Answer: 5 adult tickets and 3 child tickets.
2. Let the number be $x$.
Equation: $5x - 28 = 232$
$5x = 260$
$x = 52$
Answer: 52
3. Let the three consecutive even integers be $x$, $x+2$, $x+4$.
Equation: $x + (x+2) + (x+4) = 123$
$3x + 6 = 123$
$3x = 117$
$x = 39$
But 39 is odd, so no solution exists for consecutive *even* integers summing to 123.
Answer: No solution (sum of three consecutive even integers must be even; 123 is odd).
4. Let the three consecutive even numbers be $x$, $x+2$, $x+4$.

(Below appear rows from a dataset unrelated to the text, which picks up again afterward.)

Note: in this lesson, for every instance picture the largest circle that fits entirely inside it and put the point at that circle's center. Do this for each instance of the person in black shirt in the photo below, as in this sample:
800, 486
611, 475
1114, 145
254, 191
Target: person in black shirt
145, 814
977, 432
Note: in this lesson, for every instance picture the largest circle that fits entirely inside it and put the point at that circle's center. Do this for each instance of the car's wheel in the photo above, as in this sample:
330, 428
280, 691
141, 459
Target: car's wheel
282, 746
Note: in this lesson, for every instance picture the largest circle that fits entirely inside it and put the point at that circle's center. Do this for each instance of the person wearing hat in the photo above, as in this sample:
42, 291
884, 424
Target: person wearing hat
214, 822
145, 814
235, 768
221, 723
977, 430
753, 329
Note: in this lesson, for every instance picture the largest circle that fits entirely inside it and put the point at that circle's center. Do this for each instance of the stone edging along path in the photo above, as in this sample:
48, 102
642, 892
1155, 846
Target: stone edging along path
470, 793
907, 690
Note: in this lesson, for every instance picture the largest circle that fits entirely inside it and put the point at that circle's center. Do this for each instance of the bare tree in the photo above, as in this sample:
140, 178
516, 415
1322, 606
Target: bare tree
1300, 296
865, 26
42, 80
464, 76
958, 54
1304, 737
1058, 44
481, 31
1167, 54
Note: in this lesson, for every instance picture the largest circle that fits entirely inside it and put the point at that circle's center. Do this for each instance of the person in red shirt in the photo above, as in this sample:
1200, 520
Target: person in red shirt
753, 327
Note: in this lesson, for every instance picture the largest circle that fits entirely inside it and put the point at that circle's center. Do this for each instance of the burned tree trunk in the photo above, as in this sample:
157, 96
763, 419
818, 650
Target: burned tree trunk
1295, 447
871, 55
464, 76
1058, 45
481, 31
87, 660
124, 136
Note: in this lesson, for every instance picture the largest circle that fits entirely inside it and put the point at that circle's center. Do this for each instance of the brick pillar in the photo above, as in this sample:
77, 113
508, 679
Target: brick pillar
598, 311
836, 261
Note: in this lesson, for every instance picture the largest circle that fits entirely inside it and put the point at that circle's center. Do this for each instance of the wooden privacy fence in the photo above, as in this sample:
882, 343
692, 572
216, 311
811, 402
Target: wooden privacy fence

Equation: $x + (x+2) + (x+4) = 276$
$3x + 6 = 276$
$3x = 270$
$x = 90$
The numbers are 90, 92, 94.
Answer: 90, 92, 94
5. Let the first angle be $x$ degrees.
Second angle: $2x$
Third angle: $x - 40$
Sum of angles in a triangle is 180°:
$x + 2x + (x - 40) = 180$
$4x - 40 = 180$
$4x = 220$
$x = 55$
Angles: 55°, 110°, 15°.
Answer: 55°, 110°, 15°
Parent Tip: Review the logic above to help your child master the concept of two variable word problems worksheet.